Thursday, July 23, 2015

Pints: Tasting the British-ish ESB

The time has come to finally taste the kind of British ESB I made  Well, that's a lie, I tasted it several times prior to this.  But now, it is finally worth mentioning.  Not to say it is amazing, but I would happily drink it now and would be comfortable serving it to other people.  I kegged it ten days after brew day.  It wasn't terrible by any stretch, but it had a slightly buttery or butterscotch flavor and it had an almost salty taste.  That has since gone away.  I suck at describing beer, but here goes.
The head is probably the most disappointing thing about it.  It falls away quickly and leaves little lacing.  Not really a big deal though.  The color turned out about right as far as I'm concerned as well.  It will slowly clear up in the keg.  As for aroma, it has a slightly malty smell with obvious caramel.  Not much hop smell that I can detect, but maybe something faintly herbal or floral.  The flavor is pretty good I think, fairly light and refreshing, with some residual sweetness.  It tastes a little bit like Newcastle Brown Ale.  The bitterness is softer than I thought it would be, and the hops contribution leans more towards a light floral or herbal flavor (maybe some lavender?).  There is a bit of tartness from the carbonation that lingers on the tongue.  You can taste a bit of caramel and maybe a bready note as well. 

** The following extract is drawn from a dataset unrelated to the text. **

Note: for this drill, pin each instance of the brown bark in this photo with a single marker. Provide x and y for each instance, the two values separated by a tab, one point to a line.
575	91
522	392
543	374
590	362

Overall, I think its good enough to try brewing again, though not exactly the same way though.  I will probably use less Burton salts next time and maybe add an extra ounce of EKG or maybe fuggles hops.  I think the malt bill was pretty good, though I may try using a darker crystal malt next time.

On a side note...I was at the Flying Saucer Draught Emporium in Nashville early this week.  They had Stone Farking Wheaton w00tstout on tap, so I got to try the genuine article to compare it to the kit I made.  Didn't take detailed notes, but it was very tasty.